First , the NY Times published an article, “How Yoga Can Wreck Your Body,” http://www.nytimes.com/2012/01/08/magazine/how-yoga-can-wreck-your-body.html?_r=1&scp=1&sq=yoga%20injuries&st=cse which prompted many discussions and received countless responses. A student told me that it was actually their most responded to article of all time. Last week, there was a yoga commercial that Equinox produced with a woman practicing in her skivvies which also received a lot of criticism and commentary. http://www.huffingtonpost.com/kathryn-budig/yoga-briohny-kate-smyth_b_1202653.html
They both were a big reminder that even though we are yoga practitioners, we are still human beings. There is a tendency to want our way to be right, to be infallible, and to defend and protect that which we love and believe in. As human beings, we have giant hearts, and we can also have giant egos. Here is an excellent article written in response to the NY Times article. http://www.elephantjournal.com/2012/01/how-ego-can-wreck-your-yoga–sarah-ezrin/
So much has been written on how “Yoga” literally means to unite, how there are so many different styles and approaches to yoga that as practitioners we often hear a lot of segregation within our own community, and how here in the West we have taken an Eastern philosophy and practice and made it into an exercise that glorifies the human body, and misses the spiritual point. I don’t have much to add to those topics, but honestly, as human beings, what is the point? What is the point of anything that we do? It becomes more and more obvious as we live our lives, that it is not what we are doing, but the meaning that we infuse our actions with that make our lives meaningful, and there is a lot of room for variation.

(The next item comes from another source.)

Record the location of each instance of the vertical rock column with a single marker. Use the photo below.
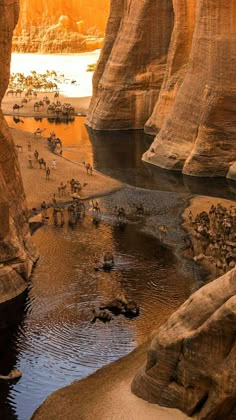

Human beings are made of dust and the breath of God, or skin, bones, muscles, and blood, or Nadis, Chakras, Meridians, or Sen lines. The beauty of the practice of yoga, or any mindfulness practice for that matter, is that it requires us to pause and spend time getting to know ourselves and our perspectives. To many, that is seen as narcissistic, and to many others it is therapy. In one of my yoga teacher trainings, a teacher said that, “Yoga is the counterpose to life,” and that has always stuck with me as a pretty good way to approach it.
Once we slow down, we may make some discoveries. We may find we feel jealous because someone else has invested time and energy in themselves when we struggle with doing that for ourselves, or that in putting something/someone else down, we are promoting ourselves and what we do as right or better. These are humbling un-coveries(yes, I just made up a word), but they have the great power of opening the doors to understanding and compassion toward ourselves and others.
Understanding someone else’s perspective, how they see the world, their practice, and infuse meaning into their actions can be hard to do. I once read a quote about how if you could see things from someone else’s perspective and know all they had been through, you would bow at their feet(I read it on a bus placard and can’t find the source). The word, “dharma” means the path in front of us, or the universal law in which the behaviors or lessons we most need to learn in order to find balance and wholeness are placed in front of us. From that perspective, whatever your response to this past week in yoga drama, it has the power to reveal whatever it is you most need to work with in order to be on your Highest path.